With the Galactic Empire shattered after the events on Endor, Prime and his Clone Warriors start to secure control over the Imperial remnants and enslave worlds recently liberated by the Rebel Alliance to wipe out the Alliance and take over the galaxy, with his Clone Warriors replacing the Empire's Stormtroopers. However, to do so, Prime and his clone soldiers must fight against heroes like Luke Skywalker or Han Solo. Meanwhile, Grand Moff Tarkin (whose death the toyline intended to retcon) emerges from hiding after his supposed death during the Battle of Yavin and begins his own campaign to take over what remains of the Empire, opposing Prime.

The Kenner designers showed Lucasfilm their photos and sketches for Star Wars: The Epic Continues to get their approval. It's even suggested that Kenner may have wanted to produce a television show based on it like Star Wars: Droids or Star Wars: Ewoks. Unfortunately, while Lucasfilm was pleased for all the effort the company had gone through, they felt not ready to flesh out the Star Wars galaxy beyond the film installment, resulting in the toyline getting rejected. As a result, the Star Wars toyline came to an end tow years later in 1986 due lack of interest like Kenner had predicted. In regards to the franchise, it wasn't until 1991 that post-Return of the Jedi content started to be published with the release of Timothy Zahn's novel Heir to the Empire, which essentially reinvigorated interest on Star Wars and kickstarted the introduction of the Expanded Universe. Similarly, more film installments, including a prequel and sequel trilogies, would be released in the years to come, which precisely explored the Clone Wars and what happened after the Galactic Civil War.


  • The design of Atha Prime was inspired by Nilo Rodis-Jamero's concept art for the members of the Emperor's Royal Guard during the pre-production of Star Wars: Episode VI - Return of the Jedi. However, Kenner made some adjustments on the design, which included changing the guard's axe-like weapon into a staff alongside slight alterations to the figure's headpiece. The Imperial Sentinels from Tom Veitch's comic book series Dark Empire were also inspired by this concept art.
  • Atha Prime's role as the engineer of the Clone Wars was canonically filled by Emperor Palpatine and Count Dooku in Star Wars: Episode II - Attack of the Clones. Interestingly, back when Star Wars: The Epic Continues was being planned, it was commonly assumed by fans that the Clone Wars involved the clones being an invading force which attacked the galaxy, until the prequel trilogy revealed that the clones were the ones who defended the galaxy.

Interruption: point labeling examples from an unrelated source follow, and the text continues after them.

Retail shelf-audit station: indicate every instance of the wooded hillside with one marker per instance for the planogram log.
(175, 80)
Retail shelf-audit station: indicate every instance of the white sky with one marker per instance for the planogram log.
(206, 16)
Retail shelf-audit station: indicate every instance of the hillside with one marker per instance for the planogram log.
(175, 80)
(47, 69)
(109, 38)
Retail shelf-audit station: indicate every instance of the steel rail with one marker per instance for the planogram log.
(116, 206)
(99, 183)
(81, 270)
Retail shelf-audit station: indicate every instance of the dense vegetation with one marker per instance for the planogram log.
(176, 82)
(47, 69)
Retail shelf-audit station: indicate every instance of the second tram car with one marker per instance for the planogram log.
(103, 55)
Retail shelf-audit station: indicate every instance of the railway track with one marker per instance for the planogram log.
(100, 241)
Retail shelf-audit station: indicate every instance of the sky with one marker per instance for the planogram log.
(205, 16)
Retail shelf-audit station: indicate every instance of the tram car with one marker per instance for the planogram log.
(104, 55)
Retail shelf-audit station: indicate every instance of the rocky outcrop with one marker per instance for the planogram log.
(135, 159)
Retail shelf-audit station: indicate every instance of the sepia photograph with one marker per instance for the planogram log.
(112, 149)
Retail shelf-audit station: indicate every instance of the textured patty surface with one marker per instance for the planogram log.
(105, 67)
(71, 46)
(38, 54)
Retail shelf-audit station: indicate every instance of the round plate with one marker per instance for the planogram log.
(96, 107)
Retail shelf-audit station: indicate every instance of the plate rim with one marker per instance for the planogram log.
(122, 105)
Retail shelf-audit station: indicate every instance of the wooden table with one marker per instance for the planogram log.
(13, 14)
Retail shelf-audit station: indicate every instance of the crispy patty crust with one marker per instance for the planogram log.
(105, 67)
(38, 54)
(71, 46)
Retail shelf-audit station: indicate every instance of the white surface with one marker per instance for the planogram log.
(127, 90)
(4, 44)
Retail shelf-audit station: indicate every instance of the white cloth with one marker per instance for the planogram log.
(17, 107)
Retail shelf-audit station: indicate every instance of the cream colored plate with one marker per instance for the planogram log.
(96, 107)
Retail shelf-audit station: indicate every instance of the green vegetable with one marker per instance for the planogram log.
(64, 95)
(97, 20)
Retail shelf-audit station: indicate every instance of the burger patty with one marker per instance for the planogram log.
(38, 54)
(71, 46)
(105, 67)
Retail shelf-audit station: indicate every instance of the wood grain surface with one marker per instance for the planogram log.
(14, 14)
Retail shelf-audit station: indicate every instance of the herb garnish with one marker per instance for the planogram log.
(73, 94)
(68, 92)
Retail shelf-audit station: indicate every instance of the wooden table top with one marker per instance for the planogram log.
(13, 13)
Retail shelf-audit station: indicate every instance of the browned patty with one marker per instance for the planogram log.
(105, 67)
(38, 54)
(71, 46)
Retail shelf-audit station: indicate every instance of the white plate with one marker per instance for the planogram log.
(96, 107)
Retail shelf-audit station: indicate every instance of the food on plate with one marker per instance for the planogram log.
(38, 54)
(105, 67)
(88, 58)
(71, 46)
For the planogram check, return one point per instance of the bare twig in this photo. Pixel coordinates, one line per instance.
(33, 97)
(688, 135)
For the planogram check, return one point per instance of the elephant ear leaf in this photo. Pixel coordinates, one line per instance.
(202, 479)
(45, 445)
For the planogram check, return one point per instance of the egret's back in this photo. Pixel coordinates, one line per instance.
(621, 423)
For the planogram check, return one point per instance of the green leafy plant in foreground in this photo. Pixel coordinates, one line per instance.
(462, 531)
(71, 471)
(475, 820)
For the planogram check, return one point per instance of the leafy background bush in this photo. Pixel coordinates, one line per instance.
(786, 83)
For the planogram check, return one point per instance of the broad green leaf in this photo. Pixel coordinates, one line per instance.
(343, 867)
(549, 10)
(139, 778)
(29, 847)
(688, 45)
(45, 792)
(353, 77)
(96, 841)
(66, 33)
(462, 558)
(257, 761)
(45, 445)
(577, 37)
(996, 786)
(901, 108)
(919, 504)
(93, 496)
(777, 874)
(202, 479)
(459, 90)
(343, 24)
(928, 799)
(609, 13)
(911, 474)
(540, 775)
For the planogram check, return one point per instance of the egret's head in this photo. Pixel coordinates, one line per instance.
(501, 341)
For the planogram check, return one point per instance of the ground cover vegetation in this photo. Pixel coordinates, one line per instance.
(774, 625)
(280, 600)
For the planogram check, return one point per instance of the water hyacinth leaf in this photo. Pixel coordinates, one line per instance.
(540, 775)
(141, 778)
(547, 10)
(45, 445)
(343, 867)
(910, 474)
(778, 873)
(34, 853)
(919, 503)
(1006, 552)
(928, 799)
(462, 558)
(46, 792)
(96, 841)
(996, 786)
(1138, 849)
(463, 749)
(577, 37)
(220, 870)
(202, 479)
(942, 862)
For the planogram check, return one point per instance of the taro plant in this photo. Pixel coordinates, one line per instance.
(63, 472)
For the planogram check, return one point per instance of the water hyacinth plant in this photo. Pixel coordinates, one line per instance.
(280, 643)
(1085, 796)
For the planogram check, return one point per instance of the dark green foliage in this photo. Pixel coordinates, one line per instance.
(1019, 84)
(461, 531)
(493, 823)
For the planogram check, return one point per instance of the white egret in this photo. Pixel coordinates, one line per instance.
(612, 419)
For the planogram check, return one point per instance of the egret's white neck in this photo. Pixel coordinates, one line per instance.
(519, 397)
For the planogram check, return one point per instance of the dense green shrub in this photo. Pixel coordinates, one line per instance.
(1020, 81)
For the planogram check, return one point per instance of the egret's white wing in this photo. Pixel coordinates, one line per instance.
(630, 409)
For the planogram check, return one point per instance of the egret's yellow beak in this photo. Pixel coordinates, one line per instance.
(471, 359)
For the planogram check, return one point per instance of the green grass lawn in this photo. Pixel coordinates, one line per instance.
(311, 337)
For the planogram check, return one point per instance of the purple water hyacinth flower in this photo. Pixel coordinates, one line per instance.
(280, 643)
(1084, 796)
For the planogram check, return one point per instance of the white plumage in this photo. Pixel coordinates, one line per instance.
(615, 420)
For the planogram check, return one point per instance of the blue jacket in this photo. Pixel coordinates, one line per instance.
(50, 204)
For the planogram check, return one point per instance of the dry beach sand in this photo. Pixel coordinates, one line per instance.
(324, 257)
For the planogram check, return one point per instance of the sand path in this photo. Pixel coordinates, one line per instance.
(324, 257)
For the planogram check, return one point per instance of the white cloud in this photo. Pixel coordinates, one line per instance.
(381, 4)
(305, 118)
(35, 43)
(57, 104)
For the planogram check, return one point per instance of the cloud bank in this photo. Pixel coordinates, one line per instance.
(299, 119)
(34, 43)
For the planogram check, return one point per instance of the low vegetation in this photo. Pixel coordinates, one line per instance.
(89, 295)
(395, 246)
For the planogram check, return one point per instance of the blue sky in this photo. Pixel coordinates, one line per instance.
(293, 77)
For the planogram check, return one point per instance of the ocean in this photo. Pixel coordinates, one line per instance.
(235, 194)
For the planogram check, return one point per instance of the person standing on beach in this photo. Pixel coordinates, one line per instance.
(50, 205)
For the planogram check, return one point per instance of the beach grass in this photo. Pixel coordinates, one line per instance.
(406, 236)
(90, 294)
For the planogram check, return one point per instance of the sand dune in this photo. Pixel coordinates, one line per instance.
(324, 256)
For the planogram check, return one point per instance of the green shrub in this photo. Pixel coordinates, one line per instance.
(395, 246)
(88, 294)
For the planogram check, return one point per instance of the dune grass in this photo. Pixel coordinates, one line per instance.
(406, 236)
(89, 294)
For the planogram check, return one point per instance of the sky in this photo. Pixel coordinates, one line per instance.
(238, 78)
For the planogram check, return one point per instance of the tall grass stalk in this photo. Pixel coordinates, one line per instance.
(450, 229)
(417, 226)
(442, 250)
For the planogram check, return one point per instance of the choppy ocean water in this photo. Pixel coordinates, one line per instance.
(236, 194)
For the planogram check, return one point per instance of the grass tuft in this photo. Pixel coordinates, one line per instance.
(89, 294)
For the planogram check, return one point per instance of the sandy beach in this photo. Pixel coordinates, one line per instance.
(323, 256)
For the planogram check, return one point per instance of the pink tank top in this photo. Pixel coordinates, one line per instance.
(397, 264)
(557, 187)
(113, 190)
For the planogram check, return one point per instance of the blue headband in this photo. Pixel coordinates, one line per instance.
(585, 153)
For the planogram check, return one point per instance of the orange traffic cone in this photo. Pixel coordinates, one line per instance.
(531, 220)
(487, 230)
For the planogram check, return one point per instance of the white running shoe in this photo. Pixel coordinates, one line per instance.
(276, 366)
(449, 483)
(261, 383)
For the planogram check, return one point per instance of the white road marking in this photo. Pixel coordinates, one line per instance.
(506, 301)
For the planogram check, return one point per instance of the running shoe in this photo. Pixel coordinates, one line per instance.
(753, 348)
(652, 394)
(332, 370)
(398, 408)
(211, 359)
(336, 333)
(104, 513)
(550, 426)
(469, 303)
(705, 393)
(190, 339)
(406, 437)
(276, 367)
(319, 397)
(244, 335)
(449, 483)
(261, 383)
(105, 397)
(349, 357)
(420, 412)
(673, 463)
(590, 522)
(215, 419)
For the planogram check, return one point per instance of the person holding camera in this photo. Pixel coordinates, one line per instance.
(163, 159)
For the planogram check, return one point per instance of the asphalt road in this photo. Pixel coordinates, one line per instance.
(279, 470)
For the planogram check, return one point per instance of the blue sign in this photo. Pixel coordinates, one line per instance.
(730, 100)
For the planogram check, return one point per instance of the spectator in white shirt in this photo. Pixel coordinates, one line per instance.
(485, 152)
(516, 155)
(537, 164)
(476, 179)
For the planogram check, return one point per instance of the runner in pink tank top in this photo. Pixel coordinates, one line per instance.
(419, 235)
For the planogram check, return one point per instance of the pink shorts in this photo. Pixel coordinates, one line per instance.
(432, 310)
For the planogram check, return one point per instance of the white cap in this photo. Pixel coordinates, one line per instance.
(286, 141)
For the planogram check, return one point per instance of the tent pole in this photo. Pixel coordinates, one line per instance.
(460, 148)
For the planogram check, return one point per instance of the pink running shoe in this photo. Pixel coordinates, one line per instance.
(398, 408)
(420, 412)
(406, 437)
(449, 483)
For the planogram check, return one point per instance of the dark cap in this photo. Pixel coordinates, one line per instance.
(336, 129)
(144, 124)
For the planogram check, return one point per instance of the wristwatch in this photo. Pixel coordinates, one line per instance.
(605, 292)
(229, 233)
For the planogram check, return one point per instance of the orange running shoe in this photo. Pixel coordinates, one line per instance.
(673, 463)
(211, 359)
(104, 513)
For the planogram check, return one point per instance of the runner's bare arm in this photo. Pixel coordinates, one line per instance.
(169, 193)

  • While Star Wars: The Epic Continues was cancelled, the character of Atha Prime was subject by author Abel G. Peña to repeated attempts of canonization. Peña first wrote Prime into the backstory of the coup attempt in Star Wars: Empire: Betrayal, but such reference was cut from the final product. Peña then wrote him into an article of the Polyhedron magazine which consolidated Prime with the character Shadowspawn, who had been mentioned in the Dark Empire Sourcebook, but the magazine was cancelled alongside the article. In the end, Peña wrote a "genetics terrorist" in the 2007 Aliens of the Empire article, whom he intended to be Prime. When Matthew Stover's 2008 novel Luke Skywalker and the Shadows of Mindor featured Shadowspawn, some fans initially thought that Stover would canonize Peña's idea that Prime and Shadowspawn were the same character, but this was ultimately false and it was Cronal the character consolidated with Shadowspawn.